Experienced Auditors Detect Fraud Better Than a Computer


 Is a computer programmed with the latest vocal emotion analysis software better than a highly experienced auditor at detecting fraud from listening to chief executive officers’ recorded speech?

 No, it isn't, according to the latest February 2017 study Improving Experienced Auditors‘ Detection of Deception in CEO Narratives, if auditors can tap into all that professional skepticism that comes from years of audit practice.  

Auditors needed a “prompt” to “unlock that potential” in an auditor’s ability to pick up heightened fraud risks. A “prompt” was a reminder to listen for vocal signs of discomfort and uneasiness.

Experienced Auditors Superior Results.

William Mayew, one of the authors from Duke University, Fuqua School of Business told Bloomberg BNA April 3 that “inside an auditor is really potent skills,” that outperform the best computer software or commercial metrics.

Auditors without experience—in this case, students— performed no better than chance, and worse than the best automated vocal emotion analysis software.

SEC, PCAOB on Right Track.

This research suggests that the Public Company Accounting Oversight Board is quite right to require experienced audit partners to be actively involved supervising inexperienced auditors.  The authors note that the PCAOB standards already suggest that auditors listen to conference calls for signs of heightened fraud risk, but don’t specifically suggest what vocal cues to listen for.

Research on Deception Detection.

Research in psychology has shown that emotions are conveyed through an individual’s voice. Studies in finance and accounting have applied linguistic analysis to various corporate texts to detect financial misreporting and to assess fraud risk.

The study used speech samples of chief executive officers from their conversations with analysts and investors during earnings conference calls used in an earlier study Analyzing Speech to Detect Financial Misreporting, Journal of Accounting Research, Vol. 50, issue 2 (May 2012). 

Cognitive Dissonance in Lying CEOs.

Cognitive dissonance in CEOs was measured using automated vocal emotion analysis software from the 2011 study.

The authors define cognitive dissonance as a state of psychological arousal and discomfort occurring when an individual is acting in a way that is in opposition to his internal beliefs and value systems. Like cheating when wanting to believe oneself to be an honest person.

Randomly Selected Conference Calls.

Thirty one experienced auditors were asked to listen to four excerpts from selected quarterly conference calls randomly drawn from samples from five fraud and five non-fraud public companies.

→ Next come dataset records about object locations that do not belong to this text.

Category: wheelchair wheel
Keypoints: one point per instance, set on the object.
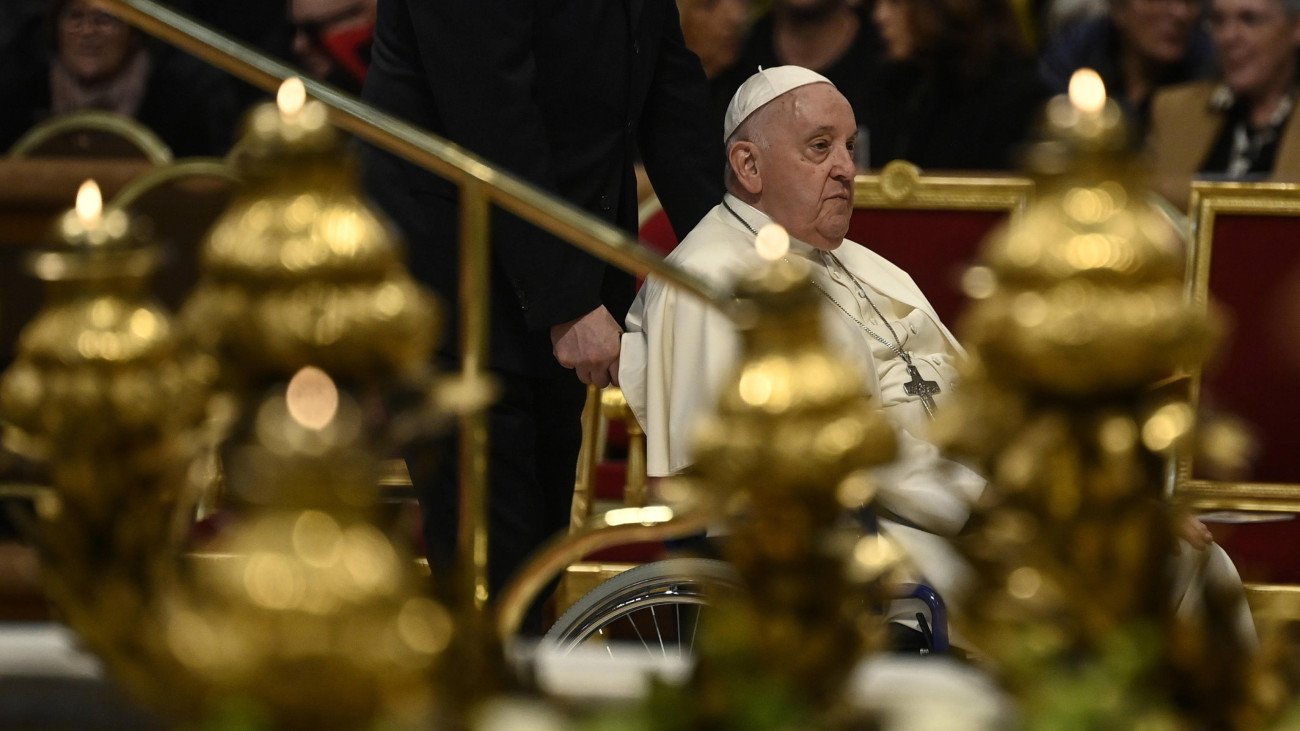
(655, 606)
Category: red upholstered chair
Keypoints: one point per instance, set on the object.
(653, 226)
(602, 484)
(1246, 256)
(932, 225)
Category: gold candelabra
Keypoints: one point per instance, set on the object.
(304, 613)
(105, 399)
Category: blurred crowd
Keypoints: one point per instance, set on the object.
(949, 85)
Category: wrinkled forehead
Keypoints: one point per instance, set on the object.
(810, 107)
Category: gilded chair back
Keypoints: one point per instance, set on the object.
(932, 225)
(1246, 256)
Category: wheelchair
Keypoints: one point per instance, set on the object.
(658, 606)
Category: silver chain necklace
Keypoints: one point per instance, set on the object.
(918, 386)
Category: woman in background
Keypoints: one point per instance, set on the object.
(96, 61)
(958, 89)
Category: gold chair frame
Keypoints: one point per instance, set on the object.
(1208, 200)
(150, 145)
(902, 185)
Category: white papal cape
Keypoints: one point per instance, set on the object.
(677, 353)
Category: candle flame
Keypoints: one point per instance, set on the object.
(291, 96)
(772, 242)
(90, 203)
(1087, 91)
(312, 398)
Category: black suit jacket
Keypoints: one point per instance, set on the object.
(564, 94)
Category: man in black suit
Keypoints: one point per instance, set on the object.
(564, 94)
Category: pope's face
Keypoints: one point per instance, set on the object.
(806, 164)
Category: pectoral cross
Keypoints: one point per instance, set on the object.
(922, 388)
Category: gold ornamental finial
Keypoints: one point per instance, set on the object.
(303, 609)
(1078, 312)
(104, 398)
(300, 271)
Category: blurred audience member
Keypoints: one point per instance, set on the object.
(1242, 126)
(1138, 47)
(1054, 17)
(831, 37)
(714, 30)
(332, 39)
(958, 89)
(96, 61)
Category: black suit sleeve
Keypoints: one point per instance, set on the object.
(479, 61)
(681, 148)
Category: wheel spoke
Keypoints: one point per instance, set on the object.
(637, 630)
(676, 610)
(693, 628)
(658, 631)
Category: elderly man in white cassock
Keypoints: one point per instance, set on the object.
(791, 139)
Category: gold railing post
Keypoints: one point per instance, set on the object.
(475, 256)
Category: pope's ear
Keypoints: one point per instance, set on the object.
(742, 158)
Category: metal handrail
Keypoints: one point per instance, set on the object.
(481, 184)
(427, 150)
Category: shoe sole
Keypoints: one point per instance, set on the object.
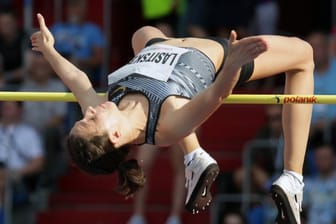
(285, 213)
(201, 196)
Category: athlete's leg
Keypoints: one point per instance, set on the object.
(178, 190)
(294, 57)
(145, 156)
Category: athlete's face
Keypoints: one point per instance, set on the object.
(98, 120)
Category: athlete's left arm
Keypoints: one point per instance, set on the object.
(143, 35)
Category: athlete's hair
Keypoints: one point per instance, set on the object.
(96, 155)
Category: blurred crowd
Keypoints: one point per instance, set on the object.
(32, 134)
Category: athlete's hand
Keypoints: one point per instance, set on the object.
(244, 50)
(43, 39)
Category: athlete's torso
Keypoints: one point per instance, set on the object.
(193, 72)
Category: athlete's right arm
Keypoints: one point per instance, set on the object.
(75, 79)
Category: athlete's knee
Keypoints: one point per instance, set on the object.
(143, 35)
(305, 52)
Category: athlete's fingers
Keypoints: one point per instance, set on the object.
(233, 36)
(42, 24)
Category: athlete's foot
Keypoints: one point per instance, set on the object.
(200, 172)
(289, 203)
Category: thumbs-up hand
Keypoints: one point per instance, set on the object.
(43, 39)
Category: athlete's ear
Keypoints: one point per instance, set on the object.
(114, 136)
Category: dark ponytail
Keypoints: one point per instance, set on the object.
(96, 155)
(131, 177)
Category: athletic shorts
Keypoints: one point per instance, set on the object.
(246, 70)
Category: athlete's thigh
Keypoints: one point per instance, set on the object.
(283, 54)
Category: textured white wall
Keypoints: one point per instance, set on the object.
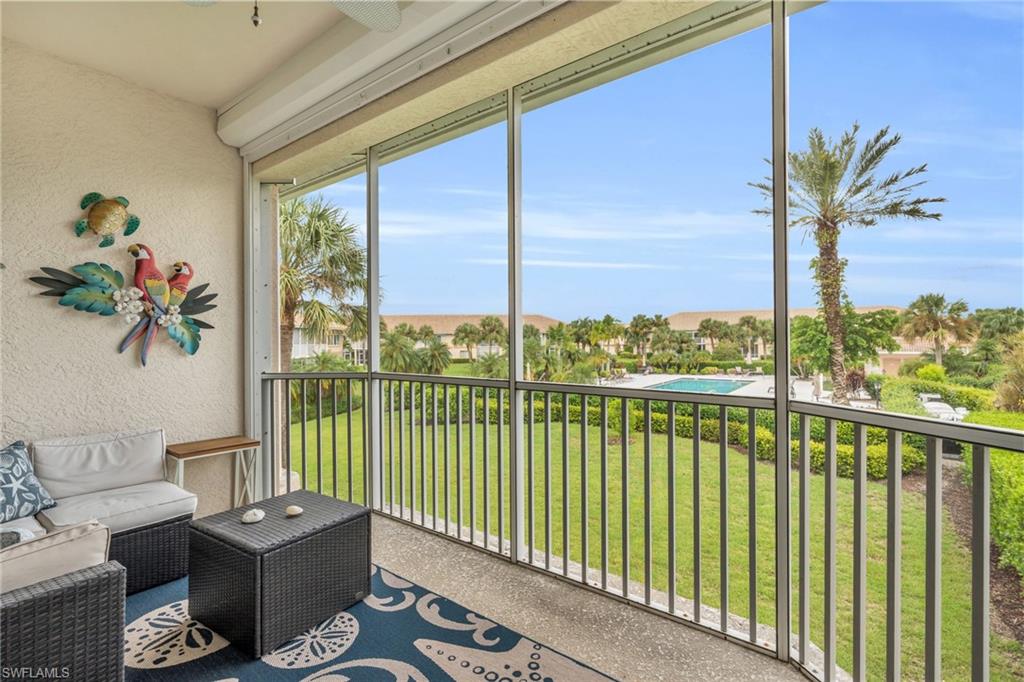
(68, 130)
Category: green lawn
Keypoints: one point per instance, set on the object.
(1008, 656)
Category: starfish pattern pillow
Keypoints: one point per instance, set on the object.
(20, 493)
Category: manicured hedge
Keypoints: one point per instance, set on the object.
(1007, 492)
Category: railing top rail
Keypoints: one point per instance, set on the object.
(272, 376)
(650, 394)
(478, 382)
(972, 433)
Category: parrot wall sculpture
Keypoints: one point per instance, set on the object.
(152, 304)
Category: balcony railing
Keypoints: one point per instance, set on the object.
(596, 485)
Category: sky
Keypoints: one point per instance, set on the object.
(636, 195)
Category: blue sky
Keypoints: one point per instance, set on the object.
(635, 196)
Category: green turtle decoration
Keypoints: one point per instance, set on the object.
(105, 217)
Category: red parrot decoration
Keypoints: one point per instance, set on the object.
(153, 303)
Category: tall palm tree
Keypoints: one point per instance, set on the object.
(638, 332)
(434, 355)
(833, 186)
(931, 317)
(323, 266)
(398, 352)
(467, 334)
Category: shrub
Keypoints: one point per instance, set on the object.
(1007, 491)
(931, 372)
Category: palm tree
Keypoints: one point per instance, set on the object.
(833, 186)
(467, 334)
(638, 333)
(398, 352)
(434, 355)
(322, 266)
(930, 316)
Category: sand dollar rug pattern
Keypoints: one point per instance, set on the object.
(401, 632)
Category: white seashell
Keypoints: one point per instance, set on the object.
(253, 516)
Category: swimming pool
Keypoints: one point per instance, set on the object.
(702, 385)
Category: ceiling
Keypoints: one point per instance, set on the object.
(207, 54)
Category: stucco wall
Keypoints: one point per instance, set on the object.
(68, 130)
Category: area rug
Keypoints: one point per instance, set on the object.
(400, 633)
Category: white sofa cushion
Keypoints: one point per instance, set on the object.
(122, 508)
(72, 549)
(25, 523)
(75, 466)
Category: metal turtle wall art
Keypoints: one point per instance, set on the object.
(105, 217)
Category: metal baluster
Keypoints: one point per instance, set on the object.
(647, 568)
(458, 461)
(530, 415)
(696, 513)
(584, 545)
(390, 449)
(671, 429)
(423, 453)
(752, 517)
(859, 551)
(894, 554)
(320, 440)
(604, 493)
(980, 492)
(433, 455)
(288, 435)
(501, 473)
(547, 481)
(302, 409)
(448, 482)
(565, 483)
(830, 505)
(723, 515)
(472, 465)
(805, 537)
(625, 428)
(334, 438)
(933, 562)
(401, 452)
(486, 467)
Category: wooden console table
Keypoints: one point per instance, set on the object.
(245, 460)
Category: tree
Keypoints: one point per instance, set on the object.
(931, 317)
(834, 186)
(638, 333)
(865, 335)
(493, 332)
(322, 266)
(1010, 393)
(467, 334)
(398, 352)
(997, 324)
(434, 355)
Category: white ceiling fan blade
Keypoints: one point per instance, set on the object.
(383, 15)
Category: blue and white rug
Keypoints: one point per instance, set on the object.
(400, 633)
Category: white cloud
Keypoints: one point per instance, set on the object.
(574, 264)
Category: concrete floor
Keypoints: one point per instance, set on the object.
(612, 637)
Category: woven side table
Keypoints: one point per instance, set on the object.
(259, 585)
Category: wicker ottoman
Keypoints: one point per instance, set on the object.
(259, 585)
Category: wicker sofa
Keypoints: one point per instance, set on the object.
(118, 479)
(62, 606)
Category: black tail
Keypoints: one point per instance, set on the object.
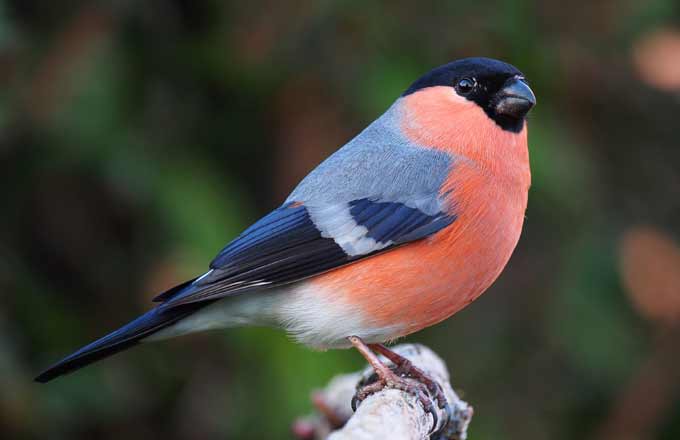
(123, 338)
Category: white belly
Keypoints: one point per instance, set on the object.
(316, 319)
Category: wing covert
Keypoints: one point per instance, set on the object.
(297, 241)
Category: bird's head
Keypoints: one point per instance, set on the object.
(498, 88)
(475, 107)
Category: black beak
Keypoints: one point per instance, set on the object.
(515, 99)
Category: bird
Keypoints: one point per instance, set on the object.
(402, 227)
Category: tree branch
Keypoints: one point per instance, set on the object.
(388, 413)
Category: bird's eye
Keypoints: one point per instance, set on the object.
(465, 85)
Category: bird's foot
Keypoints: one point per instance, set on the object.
(403, 375)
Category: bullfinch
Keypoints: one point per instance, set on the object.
(399, 229)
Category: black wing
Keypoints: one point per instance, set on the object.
(295, 242)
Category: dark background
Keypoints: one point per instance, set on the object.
(137, 138)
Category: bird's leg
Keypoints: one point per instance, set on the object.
(406, 367)
(388, 378)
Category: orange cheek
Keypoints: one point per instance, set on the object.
(439, 118)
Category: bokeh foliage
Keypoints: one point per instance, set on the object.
(137, 138)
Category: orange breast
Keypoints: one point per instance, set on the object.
(422, 283)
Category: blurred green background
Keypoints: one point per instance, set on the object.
(137, 138)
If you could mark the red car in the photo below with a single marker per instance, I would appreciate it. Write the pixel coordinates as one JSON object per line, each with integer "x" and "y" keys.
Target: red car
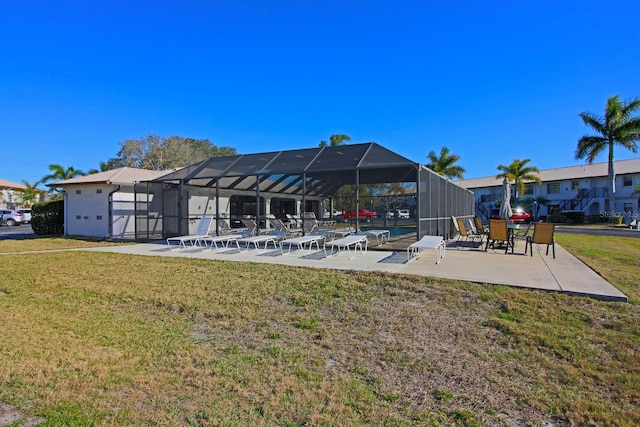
{"x": 362, "y": 213}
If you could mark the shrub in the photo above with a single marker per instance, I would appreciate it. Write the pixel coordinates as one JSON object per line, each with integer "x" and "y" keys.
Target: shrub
{"x": 596, "y": 219}
{"x": 48, "y": 217}
{"x": 575, "y": 217}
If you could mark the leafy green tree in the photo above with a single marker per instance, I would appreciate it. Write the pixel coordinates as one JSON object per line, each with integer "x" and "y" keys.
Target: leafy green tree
{"x": 335, "y": 140}
{"x": 617, "y": 127}
{"x": 159, "y": 153}
{"x": 518, "y": 172}
{"x": 445, "y": 164}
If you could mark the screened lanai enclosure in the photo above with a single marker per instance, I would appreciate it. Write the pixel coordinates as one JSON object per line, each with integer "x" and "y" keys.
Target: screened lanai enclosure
{"x": 296, "y": 182}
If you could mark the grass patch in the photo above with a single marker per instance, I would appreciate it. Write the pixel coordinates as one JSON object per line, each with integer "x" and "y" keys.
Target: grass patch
{"x": 39, "y": 243}
{"x": 111, "y": 339}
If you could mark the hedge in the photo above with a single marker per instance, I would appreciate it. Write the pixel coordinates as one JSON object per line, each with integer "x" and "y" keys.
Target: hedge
{"x": 48, "y": 217}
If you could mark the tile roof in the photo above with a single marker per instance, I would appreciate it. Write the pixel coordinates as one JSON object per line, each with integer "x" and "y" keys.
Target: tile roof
{"x": 12, "y": 185}
{"x": 123, "y": 175}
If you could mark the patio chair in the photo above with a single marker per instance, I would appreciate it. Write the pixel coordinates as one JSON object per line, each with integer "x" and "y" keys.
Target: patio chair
{"x": 473, "y": 230}
{"x": 480, "y": 226}
{"x": 464, "y": 234}
{"x": 203, "y": 230}
{"x": 542, "y": 235}
{"x": 454, "y": 220}
{"x": 499, "y": 234}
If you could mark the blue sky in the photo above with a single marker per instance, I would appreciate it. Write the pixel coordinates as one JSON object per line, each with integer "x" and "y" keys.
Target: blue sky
{"x": 491, "y": 80}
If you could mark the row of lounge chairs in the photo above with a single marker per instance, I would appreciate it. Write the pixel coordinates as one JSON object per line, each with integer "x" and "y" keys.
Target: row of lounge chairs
{"x": 279, "y": 236}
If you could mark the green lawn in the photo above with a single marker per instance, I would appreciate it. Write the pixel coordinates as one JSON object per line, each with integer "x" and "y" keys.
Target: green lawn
{"x": 109, "y": 339}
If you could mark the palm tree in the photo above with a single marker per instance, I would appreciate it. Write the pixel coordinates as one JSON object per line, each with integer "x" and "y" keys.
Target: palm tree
{"x": 335, "y": 140}
{"x": 636, "y": 191}
{"x": 518, "y": 172}
{"x": 30, "y": 193}
{"x": 59, "y": 173}
{"x": 104, "y": 166}
{"x": 616, "y": 127}
{"x": 445, "y": 164}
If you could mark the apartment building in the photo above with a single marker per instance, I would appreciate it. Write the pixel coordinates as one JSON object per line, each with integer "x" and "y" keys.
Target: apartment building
{"x": 583, "y": 188}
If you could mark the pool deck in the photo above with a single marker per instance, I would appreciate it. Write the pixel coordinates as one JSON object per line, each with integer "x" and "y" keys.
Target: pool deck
{"x": 565, "y": 273}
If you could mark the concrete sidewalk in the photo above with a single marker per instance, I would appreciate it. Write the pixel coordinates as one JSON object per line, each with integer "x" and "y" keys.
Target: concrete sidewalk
{"x": 564, "y": 274}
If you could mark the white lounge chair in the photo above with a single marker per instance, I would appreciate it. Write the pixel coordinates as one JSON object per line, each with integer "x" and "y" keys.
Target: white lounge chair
{"x": 300, "y": 242}
{"x": 273, "y": 237}
{"x": 427, "y": 242}
{"x": 289, "y": 231}
{"x": 224, "y": 240}
{"x": 204, "y": 227}
{"x": 357, "y": 241}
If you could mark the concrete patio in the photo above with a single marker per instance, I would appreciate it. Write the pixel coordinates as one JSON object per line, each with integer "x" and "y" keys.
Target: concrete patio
{"x": 564, "y": 274}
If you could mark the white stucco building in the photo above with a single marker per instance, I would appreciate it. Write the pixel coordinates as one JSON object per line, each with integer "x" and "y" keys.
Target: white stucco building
{"x": 102, "y": 204}
{"x": 583, "y": 188}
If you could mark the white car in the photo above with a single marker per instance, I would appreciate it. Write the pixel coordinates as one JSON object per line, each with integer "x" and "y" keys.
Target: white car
{"x": 26, "y": 213}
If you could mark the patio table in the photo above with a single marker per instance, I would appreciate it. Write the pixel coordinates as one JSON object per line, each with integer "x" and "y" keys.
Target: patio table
{"x": 380, "y": 235}
{"x": 427, "y": 242}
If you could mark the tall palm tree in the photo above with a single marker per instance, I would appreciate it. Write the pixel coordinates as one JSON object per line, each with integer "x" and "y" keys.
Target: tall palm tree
{"x": 445, "y": 164}
{"x": 30, "y": 193}
{"x": 104, "y": 166}
{"x": 618, "y": 126}
{"x": 335, "y": 140}
{"x": 60, "y": 173}
{"x": 518, "y": 172}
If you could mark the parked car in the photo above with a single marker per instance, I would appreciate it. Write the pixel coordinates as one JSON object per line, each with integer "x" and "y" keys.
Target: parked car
{"x": 12, "y": 217}
{"x": 400, "y": 214}
{"x": 327, "y": 214}
{"x": 27, "y": 215}
{"x": 518, "y": 215}
{"x": 362, "y": 213}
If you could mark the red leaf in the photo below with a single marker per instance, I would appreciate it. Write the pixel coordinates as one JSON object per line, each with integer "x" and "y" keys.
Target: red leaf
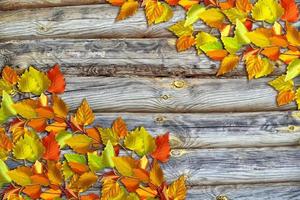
{"x": 58, "y": 82}
{"x": 162, "y": 151}
{"x": 52, "y": 150}
{"x": 291, "y": 12}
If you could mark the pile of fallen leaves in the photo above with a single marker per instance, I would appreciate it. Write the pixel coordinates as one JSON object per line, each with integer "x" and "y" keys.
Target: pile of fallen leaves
{"x": 54, "y": 154}
{"x": 259, "y": 34}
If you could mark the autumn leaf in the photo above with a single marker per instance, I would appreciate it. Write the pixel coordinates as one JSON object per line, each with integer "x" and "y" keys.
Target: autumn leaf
{"x": 84, "y": 114}
{"x": 162, "y": 151}
{"x": 228, "y": 64}
{"x": 267, "y": 10}
{"x": 57, "y": 79}
{"x": 33, "y": 81}
{"x": 177, "y": 190}
{"x": 140, "y": 141}
{"x": 291, "y": 12}
{"x": 52, "y": 150}
{"x": 10, "y": 75}
{"x": 128, "y": 9}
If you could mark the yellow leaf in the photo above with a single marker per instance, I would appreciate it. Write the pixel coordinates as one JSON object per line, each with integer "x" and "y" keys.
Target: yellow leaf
{"x": 21, "y": 175}
{"x": 280, "y": 84}
{"x": 228, "y": 64}
{"x": 140, "y": 141}
{"x": 177, "y": 190}
{"x": 153, "y": 10}
{"x": 156, "y": 174}
{"x": 292, "y": 35}
{"x": 128, "y": 8}
{"x": 213, "y": 17}
{"x": 267, "y": 10}
{"x": 125, "y": 165}
{"x": 59, "y": 107}
{"x": 293, "y": 70}
{"x": 33, "y": 81}
{"x": 84, "y": 114}
{"x": 185, "y": 42}
{"x": 179, "y": 29}
{"x": 79, "y": 143}
{"x": 29, "y": 147}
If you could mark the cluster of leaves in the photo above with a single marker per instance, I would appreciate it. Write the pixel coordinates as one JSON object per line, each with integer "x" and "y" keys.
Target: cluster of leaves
{"x": 58, "y": 155}
{"x": 258, "y": 34}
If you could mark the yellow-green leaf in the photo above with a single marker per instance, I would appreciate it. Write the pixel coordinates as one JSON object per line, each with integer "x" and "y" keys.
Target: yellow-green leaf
{"x": 293, "y": 70}
{"x": 267, "y": 10}
{"x": 140, "y": 141}
{"x": 33, "y": 81}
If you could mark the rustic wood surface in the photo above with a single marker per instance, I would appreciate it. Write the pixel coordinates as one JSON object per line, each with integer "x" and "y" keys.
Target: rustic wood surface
{"x": 227, "y": 134}
{"x": 130, "y": 57}
{"x": 215, "y": 130}
{"x": 138, "y": 94}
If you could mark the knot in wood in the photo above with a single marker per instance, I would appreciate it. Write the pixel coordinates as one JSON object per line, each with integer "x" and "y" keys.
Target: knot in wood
{"x": 222, "y": 197}
{"x": 179, "y": 83}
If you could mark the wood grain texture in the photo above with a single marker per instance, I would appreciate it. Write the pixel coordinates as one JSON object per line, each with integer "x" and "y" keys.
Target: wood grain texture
{"x": 90, "y": 21}
{"x": 231, "y": 166}
{"x": 215, "y": 130}
{"x": 112, "y": 57}
{"x": 110, "y": 94}
{"x": 280, "y": 191}
{"x": 21, "y": 4}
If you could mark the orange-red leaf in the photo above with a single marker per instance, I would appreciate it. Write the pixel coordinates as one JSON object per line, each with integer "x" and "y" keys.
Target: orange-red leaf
{"x": 58, "y": 83}
{"x": 52, "y": 150}
{"x": 162, "y": 151}
{"x": 291, "y": 12}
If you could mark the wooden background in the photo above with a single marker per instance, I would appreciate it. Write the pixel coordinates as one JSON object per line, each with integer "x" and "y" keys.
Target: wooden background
{"x": 228, "y": 136}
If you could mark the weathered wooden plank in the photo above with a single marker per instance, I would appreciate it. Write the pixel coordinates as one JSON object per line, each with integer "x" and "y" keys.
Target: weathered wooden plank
{"x": 231, "y": 166}
{"x": 21, "y": 4}
{"x": 90, "y": 21}
{"x": 115, "y": 57}
{"x": 215, "y": 130}
{"x": 280, "y": 191}
{"x": 110, "y": 94}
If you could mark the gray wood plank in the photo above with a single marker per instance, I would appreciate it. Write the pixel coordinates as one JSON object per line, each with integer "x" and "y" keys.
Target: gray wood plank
{"x": 89, "y": 21}
{"x": 112, "y": 57}
{"x": 21, "y": 4}
{"x": 215, "y": 130}
{"x": 111, "y": 94}
{"x": 231, "y": 166}
{"x": 279, "y": 191}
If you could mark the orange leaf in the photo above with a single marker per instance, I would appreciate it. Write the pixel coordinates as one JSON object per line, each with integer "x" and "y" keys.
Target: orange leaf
{"x": 228, "y": 64}
{"x": 271, "y": 52}
{"x": 162, "y": 151}
{"x": 33, "y": 191}
{"x": 131, "y": 184}
{"x": 58, "y": 83}
{"x": 291, "y": 12}
{"x": 217, "y": 54}
{"x": 10, "y": 75}
{"x": 185, "y": 42}
{"x": 285, "y": 97}
{"x": 128, "y": 9}
{"x": 52, "y": 150}
{"x": 119, "y": 126}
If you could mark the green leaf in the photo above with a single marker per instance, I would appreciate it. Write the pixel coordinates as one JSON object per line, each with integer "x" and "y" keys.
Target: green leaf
{"x": 140, "y": 141}
{"x": 293, "y": 70}
{"x": 231, "y": 44}
{"x": 7, "y": 110}
{"x": 4, "y": 177}
{"x": 72, "y": 157}
{"x": 193, "y": 14}
{"x": 61, "y": 137}
{"x": 97, "y": 162}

Only some of the auditors were given a “prompt—a prompt was a reminder to listen for vocal signs of discomfort and uneasiness.

Auditors Perform Better With Prompt.

The results showed that auditors are 63 percent accurate overall, but become 71 percent accurate with a prompt. That is better than any other non- human metrics predicting fraud, such as commercial metrics that can ascertain fraud at 69 percent, Mayew said.  

“Shattering the Illusion of Objectivity.”

In an audit firm, auditors have plenty of conscious and subconscious reasons to prefer to err on the side of not noticing possible red flags if it doesn’t jump off the page.  The researchers call this the “illusion of objectivity.”

Unique to an auditor’s situation, as recognized by regulators, is that:   

  • auditors often have long-standing relationships with their clients;

  • they don’t want to falsely accuse a client;

  • they are paid by the firms they audit;

  • they have a budget to meet;  

  • losing a client is expensive; and

  • investigating a fraud is expensive.